The memory 72 is used as a non-transitory computer readable storage medium for storing non-transitory software programs, non-transitory computer executable programs, and modules, such as program instructions/modules corresponding to the data deduplication marker code generation method in the embodiments of the present application. The processor 71 executes various functional applications of the server and data processing, i.e., implements the data deduplication marker code generation method of the above-described method embodiments, by running non-transitory software programs, instructions, and modules stored in the memory 72.
Memory 72 may include a storage program area that may store an operating system, at least one application program required for functionality, and a storage data area; the storage data area may store data created according to the use of a processing device operated by the server, or the like. In addition, memory 72 may include high-speed random access memory, and may also include non-transitory memory, such as at least one magnetic disk storage device, flash memory device, or other non-transitory solid state storage device. In some embodiments, memory 72 may optionally include memory located remotely from processor 71, such remote memory being connectable to the network connection device through a network. Examples of such networks include, but are not limited to, the internet, intranets, local area networks, mobile communication networks, and combinations thereof.

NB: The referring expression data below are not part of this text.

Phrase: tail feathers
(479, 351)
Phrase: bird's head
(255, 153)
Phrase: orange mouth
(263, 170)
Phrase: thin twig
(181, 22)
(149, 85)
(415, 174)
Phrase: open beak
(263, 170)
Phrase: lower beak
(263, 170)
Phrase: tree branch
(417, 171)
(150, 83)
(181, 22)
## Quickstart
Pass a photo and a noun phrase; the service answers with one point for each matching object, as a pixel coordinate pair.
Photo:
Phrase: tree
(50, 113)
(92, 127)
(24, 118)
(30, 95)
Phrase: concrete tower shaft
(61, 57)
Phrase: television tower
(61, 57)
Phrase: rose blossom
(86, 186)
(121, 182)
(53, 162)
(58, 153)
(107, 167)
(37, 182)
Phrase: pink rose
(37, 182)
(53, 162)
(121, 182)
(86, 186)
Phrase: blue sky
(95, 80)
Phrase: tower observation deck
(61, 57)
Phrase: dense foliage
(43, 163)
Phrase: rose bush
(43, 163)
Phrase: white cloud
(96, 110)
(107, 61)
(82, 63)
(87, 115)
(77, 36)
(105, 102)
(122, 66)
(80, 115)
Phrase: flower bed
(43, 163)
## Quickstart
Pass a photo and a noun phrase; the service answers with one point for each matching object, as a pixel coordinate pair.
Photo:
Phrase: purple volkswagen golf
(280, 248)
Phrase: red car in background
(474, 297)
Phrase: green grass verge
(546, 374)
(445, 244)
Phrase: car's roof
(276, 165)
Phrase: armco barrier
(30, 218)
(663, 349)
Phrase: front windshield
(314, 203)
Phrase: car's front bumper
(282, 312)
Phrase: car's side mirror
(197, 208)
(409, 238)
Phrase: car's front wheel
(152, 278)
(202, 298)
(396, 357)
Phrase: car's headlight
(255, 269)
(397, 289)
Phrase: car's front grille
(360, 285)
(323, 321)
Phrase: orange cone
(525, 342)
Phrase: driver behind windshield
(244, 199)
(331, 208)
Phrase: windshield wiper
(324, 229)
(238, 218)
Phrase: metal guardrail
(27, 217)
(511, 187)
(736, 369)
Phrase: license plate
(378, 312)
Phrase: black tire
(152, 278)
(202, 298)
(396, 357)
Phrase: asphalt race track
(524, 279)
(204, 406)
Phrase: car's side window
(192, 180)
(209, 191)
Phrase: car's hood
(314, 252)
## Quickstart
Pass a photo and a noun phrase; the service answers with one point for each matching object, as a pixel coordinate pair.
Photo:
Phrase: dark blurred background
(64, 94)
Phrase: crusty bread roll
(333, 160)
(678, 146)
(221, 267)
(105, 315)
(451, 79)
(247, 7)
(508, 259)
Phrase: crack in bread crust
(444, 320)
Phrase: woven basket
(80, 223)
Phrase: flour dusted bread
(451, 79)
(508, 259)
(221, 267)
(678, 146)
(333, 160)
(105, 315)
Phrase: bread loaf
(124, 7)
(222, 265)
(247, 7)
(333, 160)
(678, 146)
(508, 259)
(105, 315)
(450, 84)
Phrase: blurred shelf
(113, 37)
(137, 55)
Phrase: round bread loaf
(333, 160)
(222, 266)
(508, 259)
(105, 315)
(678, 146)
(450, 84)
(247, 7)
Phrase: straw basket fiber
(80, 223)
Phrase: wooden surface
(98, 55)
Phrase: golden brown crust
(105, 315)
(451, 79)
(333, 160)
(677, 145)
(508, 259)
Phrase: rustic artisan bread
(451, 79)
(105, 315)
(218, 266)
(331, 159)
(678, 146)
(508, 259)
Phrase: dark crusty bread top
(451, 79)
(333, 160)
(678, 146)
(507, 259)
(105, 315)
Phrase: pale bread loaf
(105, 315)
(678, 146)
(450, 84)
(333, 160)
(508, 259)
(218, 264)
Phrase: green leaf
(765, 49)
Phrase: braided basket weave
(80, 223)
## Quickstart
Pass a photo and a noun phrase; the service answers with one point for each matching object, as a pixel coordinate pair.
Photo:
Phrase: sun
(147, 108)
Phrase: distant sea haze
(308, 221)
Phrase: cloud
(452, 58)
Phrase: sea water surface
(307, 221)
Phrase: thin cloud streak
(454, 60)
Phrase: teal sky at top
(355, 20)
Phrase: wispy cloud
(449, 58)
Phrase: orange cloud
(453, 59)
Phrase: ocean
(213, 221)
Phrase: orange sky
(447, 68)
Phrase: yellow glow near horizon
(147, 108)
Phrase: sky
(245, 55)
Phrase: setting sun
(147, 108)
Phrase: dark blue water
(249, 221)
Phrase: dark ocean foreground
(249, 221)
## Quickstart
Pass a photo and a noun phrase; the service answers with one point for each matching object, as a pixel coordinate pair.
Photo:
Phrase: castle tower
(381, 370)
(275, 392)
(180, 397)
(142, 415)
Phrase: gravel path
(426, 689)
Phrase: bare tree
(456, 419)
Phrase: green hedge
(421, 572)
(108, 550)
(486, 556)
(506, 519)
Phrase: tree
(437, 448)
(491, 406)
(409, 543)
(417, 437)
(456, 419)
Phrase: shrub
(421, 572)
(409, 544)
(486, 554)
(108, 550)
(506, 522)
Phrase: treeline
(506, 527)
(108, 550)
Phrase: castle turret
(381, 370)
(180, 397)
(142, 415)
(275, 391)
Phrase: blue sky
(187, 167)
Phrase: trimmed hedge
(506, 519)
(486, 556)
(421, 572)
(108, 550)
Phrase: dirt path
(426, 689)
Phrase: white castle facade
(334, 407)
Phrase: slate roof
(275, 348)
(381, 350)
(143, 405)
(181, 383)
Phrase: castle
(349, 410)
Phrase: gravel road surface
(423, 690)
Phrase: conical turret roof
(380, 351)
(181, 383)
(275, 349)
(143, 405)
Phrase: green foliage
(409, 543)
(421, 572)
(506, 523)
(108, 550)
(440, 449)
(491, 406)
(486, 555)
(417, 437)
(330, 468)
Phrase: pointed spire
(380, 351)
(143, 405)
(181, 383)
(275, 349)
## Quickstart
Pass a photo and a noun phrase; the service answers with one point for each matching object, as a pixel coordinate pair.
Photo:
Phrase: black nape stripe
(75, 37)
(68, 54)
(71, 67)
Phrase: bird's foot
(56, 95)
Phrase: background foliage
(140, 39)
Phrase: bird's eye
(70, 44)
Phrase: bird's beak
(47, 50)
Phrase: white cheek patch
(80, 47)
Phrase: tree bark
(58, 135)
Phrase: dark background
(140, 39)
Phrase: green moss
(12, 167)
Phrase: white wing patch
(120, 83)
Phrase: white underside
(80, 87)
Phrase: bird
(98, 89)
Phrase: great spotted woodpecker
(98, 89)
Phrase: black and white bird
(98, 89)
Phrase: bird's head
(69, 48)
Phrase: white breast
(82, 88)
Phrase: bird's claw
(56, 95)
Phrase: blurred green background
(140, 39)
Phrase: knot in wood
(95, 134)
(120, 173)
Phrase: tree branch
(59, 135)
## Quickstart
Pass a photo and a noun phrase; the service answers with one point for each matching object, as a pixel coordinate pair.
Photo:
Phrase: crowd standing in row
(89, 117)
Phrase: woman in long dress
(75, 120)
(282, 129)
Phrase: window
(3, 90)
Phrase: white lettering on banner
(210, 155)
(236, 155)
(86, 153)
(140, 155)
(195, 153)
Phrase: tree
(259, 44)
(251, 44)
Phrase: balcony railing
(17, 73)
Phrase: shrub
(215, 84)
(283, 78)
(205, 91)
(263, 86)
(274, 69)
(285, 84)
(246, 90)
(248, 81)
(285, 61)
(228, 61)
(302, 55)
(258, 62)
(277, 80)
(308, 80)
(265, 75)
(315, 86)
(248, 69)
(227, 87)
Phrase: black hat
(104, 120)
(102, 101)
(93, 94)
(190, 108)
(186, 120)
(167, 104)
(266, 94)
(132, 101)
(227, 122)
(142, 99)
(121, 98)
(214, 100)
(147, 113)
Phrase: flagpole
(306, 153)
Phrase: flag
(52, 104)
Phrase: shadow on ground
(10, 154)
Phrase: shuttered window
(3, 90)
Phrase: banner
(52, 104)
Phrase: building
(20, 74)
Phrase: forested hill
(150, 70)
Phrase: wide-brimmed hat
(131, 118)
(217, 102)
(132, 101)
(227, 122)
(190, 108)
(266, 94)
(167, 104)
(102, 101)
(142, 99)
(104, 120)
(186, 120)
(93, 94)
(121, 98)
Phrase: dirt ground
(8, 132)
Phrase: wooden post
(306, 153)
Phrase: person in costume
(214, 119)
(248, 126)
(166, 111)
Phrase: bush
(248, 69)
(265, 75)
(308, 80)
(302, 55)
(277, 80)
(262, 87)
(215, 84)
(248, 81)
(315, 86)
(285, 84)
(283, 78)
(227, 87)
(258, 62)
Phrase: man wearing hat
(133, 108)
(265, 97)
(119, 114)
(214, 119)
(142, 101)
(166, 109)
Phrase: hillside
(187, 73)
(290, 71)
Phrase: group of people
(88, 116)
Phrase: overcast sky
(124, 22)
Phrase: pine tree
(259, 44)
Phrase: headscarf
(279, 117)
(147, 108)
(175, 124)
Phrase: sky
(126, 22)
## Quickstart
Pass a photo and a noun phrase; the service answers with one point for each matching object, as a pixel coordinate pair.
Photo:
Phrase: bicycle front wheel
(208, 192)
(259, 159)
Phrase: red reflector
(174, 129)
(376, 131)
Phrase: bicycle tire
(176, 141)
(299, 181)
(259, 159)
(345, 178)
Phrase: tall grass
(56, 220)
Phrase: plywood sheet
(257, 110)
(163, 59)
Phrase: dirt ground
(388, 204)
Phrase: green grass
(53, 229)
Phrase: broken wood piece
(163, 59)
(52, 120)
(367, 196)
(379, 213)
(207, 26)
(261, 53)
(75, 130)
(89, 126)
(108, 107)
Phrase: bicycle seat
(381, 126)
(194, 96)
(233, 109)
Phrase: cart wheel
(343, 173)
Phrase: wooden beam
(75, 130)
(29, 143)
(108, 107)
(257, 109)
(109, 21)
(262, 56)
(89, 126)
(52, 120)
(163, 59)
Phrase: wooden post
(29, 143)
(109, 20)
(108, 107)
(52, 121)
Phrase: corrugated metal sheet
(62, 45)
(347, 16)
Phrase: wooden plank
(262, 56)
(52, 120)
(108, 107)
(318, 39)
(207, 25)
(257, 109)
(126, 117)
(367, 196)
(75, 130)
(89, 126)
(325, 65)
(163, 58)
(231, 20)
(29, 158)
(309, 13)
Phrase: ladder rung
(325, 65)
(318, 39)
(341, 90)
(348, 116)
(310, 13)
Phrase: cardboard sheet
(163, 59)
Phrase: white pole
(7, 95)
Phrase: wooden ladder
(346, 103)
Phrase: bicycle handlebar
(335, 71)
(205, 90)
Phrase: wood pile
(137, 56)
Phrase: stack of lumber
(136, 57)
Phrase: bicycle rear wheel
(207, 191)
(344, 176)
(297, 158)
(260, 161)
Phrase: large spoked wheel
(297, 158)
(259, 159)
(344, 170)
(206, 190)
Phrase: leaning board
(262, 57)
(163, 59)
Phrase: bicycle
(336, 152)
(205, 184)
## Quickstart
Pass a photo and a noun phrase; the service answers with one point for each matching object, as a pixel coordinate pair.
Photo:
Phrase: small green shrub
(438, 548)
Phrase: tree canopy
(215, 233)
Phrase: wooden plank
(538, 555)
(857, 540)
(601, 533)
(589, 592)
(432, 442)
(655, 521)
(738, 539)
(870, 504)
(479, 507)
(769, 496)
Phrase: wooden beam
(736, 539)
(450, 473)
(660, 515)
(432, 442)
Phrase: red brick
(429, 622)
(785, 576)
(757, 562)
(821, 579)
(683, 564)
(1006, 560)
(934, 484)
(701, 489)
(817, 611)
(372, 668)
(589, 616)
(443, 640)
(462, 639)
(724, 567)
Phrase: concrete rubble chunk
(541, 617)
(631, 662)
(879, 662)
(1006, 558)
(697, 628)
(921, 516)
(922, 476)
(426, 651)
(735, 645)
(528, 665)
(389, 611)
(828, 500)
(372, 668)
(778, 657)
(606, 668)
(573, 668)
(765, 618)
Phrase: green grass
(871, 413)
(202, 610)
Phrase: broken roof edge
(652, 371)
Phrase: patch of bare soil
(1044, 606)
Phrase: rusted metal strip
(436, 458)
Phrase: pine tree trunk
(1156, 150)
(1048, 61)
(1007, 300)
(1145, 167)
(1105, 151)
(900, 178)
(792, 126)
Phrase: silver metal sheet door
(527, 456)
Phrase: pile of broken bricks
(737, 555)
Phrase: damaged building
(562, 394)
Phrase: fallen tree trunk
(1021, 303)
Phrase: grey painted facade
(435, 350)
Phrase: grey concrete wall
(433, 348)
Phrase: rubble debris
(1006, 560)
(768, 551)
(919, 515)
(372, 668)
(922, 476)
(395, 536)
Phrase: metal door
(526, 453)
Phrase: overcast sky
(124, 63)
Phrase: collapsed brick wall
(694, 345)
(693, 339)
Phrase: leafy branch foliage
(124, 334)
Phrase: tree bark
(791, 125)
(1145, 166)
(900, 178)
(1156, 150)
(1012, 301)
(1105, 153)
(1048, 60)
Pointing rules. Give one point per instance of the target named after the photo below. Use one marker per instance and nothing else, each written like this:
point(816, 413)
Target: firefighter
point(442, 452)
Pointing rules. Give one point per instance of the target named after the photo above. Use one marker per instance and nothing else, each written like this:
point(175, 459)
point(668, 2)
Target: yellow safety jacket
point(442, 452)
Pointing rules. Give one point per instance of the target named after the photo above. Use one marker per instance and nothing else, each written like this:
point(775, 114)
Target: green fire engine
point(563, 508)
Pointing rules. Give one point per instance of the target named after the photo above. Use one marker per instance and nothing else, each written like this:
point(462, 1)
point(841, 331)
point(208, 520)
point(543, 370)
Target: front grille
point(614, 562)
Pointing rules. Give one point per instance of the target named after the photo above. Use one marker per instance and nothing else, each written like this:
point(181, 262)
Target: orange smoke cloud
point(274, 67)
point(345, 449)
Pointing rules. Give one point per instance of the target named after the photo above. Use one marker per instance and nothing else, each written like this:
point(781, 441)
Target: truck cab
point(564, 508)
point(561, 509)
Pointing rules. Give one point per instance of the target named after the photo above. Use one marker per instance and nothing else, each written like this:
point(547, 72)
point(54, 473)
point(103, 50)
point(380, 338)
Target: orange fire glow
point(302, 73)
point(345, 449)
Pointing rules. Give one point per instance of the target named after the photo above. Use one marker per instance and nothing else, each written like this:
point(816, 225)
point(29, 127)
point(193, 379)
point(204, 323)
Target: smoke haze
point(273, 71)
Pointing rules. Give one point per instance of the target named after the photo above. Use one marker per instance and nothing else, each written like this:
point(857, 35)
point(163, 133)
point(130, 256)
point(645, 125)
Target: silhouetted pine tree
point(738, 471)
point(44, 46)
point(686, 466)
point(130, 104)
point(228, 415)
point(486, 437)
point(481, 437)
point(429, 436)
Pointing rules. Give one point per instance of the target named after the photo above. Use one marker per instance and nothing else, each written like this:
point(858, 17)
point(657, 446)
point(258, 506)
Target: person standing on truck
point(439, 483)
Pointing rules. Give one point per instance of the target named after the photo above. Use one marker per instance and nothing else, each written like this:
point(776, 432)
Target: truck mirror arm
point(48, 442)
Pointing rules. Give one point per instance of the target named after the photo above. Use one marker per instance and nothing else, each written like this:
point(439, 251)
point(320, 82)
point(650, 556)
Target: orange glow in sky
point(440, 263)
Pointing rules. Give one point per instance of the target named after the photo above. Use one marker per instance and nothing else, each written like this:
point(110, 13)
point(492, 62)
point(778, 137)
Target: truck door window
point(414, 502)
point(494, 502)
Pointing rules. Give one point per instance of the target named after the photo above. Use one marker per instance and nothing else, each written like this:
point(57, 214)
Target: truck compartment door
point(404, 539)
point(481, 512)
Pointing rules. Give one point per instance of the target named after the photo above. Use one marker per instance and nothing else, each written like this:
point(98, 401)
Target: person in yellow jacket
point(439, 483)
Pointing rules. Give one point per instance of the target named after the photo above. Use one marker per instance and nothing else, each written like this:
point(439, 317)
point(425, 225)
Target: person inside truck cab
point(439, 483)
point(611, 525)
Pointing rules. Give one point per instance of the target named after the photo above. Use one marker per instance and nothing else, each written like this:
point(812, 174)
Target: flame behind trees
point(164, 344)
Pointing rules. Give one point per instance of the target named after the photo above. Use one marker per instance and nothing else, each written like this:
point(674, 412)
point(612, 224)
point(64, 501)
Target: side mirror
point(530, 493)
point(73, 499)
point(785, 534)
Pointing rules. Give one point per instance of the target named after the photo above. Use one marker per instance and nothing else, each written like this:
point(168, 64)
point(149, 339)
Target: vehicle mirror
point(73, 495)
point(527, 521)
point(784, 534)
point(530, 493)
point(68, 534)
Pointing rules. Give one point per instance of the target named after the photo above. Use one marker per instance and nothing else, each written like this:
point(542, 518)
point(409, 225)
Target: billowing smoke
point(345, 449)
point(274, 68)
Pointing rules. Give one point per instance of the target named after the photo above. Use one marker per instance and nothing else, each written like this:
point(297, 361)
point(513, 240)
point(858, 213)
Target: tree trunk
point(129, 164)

The input device 73 may receive input numeric or character information and generate key signal inputs related to user settings and function control of the processing device of the server. The output device 74 may include a display device such as a display screen.
One or more modules are stored in the memory 72 that, when executed by the one or more processors 71, perform the method shown in fig. 1.
It will be appreciated by those skilled in the art that implementing all or part of the above-described embodiment method may be implemented by a computer program to instruct related hardware, and the executed program may be stored in a computer readable storage medium, where the program may include the above-described embodiment method of generating a data deduplication marker code when executed. The storage medium may be a magnetic Disk, an optical Disk, a Read-Only Memory (ROM), a random access Memory (Random Access Memory, RAM), a Flash Memory (Flash Memory), a Hard Disk (HDD), or a Solid State Drive (SSD); the storage medium may also comprise a combination of memories of the kind described above.
Although embodiments of the present invention have been described in connection with the accompanying drawings, various modifications and variations may be made by those skilled in the art without departing from the spirit and scope of the invention, and such modifications and variations fall within the scope of the invention as defined by the appended claims.